From described at least one cardiac pulse waveform of dielectrography signal extraction;

From at least one quiescent value waveform of described dielectrography signal extraction;

Extract at least one dynamic parameter characterizing described cardiac pulse waveform;

Extract at least one static parameter characterizing described quiescent value waveform; With

According to the comparison between at least one dynamic parameter described and at least one static parameter described, estimate the level of the infringement one of at least to brain or blood brain barrier.

The instrument of 18. claim 16, at least one pair of electrode wherein said comprises: comprise the pair of electrodes of the first current delivery electrode and the first voltage sensing electrodes and comprise second pair of electrode of the second current delivery electrode and the second voltage sensing electrodes.

The instrument of 19. claim 16, wherein makes described first pair of electrode arrangement make to contact the right side of described experimenter's head on the carrier, makes described second pair of electrode arrangement make to contact the left side of described experimenter's head on the carrier.

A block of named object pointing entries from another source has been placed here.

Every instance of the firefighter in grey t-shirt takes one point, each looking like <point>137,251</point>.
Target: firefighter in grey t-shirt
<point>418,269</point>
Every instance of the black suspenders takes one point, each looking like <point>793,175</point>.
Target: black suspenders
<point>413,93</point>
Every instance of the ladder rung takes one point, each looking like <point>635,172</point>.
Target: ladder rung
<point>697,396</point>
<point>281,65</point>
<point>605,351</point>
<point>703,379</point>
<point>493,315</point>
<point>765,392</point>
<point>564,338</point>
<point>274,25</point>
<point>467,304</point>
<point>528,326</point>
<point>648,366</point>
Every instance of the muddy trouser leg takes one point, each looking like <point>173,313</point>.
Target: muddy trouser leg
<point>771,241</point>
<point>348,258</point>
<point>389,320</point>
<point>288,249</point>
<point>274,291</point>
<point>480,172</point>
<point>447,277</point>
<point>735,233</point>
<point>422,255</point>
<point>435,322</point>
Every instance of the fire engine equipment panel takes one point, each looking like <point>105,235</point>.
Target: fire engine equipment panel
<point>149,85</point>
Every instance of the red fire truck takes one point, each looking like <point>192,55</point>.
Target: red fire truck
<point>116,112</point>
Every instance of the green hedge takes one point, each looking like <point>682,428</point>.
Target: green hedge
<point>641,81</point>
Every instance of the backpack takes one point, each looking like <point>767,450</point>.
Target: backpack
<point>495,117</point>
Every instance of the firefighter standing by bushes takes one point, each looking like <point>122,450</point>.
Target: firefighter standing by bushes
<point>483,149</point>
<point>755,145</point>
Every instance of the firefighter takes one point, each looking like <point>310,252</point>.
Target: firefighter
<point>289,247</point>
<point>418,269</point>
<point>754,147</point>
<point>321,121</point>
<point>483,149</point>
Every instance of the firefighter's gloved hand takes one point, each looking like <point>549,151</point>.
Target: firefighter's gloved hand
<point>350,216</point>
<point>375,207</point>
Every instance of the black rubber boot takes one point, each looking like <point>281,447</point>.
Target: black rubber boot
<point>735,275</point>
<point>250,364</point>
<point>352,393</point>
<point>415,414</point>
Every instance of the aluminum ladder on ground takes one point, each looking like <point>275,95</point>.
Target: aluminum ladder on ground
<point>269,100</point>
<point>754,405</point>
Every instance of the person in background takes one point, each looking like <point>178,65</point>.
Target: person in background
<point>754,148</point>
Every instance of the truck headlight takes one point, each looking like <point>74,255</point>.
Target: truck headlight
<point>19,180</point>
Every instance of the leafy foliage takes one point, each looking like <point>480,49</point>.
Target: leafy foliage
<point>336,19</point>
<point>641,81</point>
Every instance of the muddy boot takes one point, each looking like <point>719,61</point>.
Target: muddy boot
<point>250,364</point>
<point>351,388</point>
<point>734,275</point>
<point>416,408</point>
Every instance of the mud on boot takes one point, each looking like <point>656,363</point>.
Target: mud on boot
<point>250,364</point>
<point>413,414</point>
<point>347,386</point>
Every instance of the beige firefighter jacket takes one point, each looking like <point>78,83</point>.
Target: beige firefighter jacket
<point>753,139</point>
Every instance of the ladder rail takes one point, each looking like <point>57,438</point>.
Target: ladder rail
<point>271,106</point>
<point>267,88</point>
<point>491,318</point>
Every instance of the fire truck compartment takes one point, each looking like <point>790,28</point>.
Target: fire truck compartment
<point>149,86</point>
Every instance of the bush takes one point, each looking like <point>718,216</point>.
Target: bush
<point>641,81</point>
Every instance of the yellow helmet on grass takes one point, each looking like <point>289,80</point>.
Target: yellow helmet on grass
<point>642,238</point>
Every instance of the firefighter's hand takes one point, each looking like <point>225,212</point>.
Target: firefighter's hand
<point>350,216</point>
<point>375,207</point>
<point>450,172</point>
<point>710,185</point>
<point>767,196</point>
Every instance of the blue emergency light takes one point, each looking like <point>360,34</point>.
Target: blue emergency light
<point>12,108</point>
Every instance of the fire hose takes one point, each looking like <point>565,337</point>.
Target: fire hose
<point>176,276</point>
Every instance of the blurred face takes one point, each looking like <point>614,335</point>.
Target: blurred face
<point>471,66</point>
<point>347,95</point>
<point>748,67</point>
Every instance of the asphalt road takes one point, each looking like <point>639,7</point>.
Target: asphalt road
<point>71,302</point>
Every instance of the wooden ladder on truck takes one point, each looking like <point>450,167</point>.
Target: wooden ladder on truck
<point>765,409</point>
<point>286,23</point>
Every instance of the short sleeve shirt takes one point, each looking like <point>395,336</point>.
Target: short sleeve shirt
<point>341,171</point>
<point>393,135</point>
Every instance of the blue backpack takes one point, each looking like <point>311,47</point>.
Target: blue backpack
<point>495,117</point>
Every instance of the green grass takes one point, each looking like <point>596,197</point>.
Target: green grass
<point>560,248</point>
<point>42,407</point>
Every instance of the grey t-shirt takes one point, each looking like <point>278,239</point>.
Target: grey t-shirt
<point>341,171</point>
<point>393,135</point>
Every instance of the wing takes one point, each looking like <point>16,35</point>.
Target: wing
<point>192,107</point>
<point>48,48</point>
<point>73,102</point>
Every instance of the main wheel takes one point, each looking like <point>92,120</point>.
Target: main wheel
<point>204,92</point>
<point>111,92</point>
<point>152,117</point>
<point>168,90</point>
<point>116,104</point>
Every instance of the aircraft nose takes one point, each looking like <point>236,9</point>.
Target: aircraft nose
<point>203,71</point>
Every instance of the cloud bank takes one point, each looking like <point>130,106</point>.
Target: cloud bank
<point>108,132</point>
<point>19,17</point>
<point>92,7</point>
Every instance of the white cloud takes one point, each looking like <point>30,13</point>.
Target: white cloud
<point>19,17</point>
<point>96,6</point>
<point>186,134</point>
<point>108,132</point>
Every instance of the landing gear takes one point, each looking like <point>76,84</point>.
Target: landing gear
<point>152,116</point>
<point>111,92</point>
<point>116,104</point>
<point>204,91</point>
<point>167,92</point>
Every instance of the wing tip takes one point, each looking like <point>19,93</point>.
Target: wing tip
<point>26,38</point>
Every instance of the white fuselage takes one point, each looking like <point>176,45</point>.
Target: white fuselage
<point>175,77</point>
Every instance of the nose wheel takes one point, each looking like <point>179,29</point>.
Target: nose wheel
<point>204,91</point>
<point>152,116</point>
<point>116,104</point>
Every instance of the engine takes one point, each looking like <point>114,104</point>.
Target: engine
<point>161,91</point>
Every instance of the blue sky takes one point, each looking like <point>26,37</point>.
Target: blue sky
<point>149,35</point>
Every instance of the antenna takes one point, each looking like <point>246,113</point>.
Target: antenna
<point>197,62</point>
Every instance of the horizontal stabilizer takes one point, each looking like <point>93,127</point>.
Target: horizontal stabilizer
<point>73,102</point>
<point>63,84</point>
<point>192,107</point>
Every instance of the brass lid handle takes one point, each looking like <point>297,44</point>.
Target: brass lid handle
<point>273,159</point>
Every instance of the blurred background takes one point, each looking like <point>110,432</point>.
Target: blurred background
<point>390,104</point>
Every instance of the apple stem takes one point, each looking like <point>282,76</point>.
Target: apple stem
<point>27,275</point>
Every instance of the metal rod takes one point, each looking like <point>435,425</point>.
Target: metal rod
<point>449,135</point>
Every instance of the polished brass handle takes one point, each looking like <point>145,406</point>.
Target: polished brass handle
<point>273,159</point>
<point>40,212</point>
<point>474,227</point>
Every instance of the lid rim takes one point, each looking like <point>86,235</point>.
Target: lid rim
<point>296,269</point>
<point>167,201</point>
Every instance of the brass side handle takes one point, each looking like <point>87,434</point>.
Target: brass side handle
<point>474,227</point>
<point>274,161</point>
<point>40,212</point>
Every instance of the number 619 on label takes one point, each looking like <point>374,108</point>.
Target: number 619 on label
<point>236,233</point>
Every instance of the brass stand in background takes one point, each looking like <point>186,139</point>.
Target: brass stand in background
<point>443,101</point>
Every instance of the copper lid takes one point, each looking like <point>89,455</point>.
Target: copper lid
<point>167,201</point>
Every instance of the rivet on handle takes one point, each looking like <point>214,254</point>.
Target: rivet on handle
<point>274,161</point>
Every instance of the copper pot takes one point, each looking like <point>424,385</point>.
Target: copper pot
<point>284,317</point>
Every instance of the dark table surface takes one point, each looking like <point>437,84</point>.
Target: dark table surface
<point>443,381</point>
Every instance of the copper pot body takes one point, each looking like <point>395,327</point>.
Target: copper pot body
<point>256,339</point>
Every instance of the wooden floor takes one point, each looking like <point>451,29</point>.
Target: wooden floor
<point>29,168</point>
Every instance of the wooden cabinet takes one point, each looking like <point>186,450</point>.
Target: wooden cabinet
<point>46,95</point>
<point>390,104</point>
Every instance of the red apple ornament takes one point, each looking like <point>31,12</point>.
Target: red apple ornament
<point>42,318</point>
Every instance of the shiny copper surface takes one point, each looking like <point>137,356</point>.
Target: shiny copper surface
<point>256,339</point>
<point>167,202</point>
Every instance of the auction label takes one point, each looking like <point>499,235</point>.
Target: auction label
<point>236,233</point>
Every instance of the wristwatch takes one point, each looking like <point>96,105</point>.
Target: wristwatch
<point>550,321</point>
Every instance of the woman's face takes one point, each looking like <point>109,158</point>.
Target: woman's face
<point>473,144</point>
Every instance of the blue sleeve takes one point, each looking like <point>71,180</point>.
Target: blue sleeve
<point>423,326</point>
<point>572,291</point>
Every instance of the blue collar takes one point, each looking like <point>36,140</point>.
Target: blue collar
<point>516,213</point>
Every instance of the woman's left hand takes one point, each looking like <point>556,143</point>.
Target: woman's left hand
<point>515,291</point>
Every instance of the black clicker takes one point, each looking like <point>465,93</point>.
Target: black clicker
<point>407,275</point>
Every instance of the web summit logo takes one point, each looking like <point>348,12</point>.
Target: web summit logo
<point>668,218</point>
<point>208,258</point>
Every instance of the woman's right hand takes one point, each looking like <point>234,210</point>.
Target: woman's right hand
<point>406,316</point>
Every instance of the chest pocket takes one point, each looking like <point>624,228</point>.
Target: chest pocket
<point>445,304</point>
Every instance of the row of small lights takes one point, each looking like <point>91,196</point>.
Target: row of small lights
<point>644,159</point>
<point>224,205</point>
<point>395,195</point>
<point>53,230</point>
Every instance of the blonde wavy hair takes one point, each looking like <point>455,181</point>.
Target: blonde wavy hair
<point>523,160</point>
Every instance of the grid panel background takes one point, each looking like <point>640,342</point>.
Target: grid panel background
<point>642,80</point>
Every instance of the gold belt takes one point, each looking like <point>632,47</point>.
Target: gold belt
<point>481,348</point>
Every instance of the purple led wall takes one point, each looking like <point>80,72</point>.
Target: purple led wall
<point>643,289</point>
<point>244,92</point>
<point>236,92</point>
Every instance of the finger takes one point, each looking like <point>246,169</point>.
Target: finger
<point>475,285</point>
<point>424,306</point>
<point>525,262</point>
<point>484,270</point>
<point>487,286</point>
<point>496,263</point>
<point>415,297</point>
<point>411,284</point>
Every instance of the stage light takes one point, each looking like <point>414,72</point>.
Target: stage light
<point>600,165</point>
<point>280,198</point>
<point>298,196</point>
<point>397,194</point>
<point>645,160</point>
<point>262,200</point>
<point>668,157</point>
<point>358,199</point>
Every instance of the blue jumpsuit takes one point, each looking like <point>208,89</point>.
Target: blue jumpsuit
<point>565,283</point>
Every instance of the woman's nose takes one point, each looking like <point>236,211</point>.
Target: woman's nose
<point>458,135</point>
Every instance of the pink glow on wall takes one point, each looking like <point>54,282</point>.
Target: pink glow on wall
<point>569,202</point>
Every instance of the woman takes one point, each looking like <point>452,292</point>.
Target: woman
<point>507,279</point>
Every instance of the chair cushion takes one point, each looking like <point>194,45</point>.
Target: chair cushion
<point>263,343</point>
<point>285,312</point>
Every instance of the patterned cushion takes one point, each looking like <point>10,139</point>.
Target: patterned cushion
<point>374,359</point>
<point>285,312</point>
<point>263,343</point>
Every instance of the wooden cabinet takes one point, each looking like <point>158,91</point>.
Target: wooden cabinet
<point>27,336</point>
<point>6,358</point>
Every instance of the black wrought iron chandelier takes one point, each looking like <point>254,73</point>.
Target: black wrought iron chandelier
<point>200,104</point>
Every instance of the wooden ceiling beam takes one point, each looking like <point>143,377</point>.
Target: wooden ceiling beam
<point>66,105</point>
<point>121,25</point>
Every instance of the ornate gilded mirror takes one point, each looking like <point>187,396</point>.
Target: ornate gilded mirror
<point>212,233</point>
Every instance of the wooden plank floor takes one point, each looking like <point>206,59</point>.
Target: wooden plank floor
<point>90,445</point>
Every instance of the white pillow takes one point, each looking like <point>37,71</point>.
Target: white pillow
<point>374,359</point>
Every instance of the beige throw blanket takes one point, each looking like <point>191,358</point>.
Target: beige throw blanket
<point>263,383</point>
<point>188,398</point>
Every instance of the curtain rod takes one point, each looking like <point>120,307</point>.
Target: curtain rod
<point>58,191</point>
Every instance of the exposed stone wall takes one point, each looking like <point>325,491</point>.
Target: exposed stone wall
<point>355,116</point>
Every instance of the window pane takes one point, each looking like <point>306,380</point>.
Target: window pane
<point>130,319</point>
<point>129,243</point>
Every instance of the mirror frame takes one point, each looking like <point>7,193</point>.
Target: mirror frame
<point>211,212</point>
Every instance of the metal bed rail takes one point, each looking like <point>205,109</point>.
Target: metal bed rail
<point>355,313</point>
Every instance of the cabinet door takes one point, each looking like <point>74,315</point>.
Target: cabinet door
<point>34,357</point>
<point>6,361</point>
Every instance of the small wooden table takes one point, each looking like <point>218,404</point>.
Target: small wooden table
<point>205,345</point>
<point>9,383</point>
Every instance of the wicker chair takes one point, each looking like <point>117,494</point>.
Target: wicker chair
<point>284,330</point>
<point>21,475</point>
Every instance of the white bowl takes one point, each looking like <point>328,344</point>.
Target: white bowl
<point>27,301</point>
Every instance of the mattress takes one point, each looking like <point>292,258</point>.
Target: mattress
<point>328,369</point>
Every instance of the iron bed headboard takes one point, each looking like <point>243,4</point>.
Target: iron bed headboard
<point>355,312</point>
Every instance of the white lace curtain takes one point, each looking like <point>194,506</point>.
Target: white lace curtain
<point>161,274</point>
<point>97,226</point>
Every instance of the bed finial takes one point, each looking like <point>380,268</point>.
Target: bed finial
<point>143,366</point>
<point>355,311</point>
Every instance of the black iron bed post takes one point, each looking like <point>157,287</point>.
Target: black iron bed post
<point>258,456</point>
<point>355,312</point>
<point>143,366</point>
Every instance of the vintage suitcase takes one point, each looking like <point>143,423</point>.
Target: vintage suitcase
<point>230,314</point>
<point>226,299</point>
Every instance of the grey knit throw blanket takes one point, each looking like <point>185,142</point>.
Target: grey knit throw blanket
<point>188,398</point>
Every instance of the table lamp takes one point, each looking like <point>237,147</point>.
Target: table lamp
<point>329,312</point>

20. 1 kinds of brain blood-oxygen measuring instruments, it comprises:

At least one processor, this processor is configured:

At least one signal relevant with the brain of experimenter is received by least one pair of electrode;

From at least one impedance waveform of at least one signal extraction described in relevant with the brain of described experimenter; With

According to the angiospastic generation of at least one impedance waveform measurement described.

The instrument of 21. claim 20, at least one impedance waveform wherein said comprises impedance amplitude and impedance phase.

The instrument of 22. claim 20, at least one signal wherein said comprises from the right hemisphere signal of the right hemisphere of described experimenter's brain and the left hemisphere signal from described experimenter's brain left hemisphere.

The instrument of 23. claim 20, wherein according to the timing differences (timingdifference) between the right hemisphere impedance waveform since right hemisphere signal extraction and the feature of the left hemisphere impedance waveform extracting from left hemisphere signal extraction, detect vasospasm.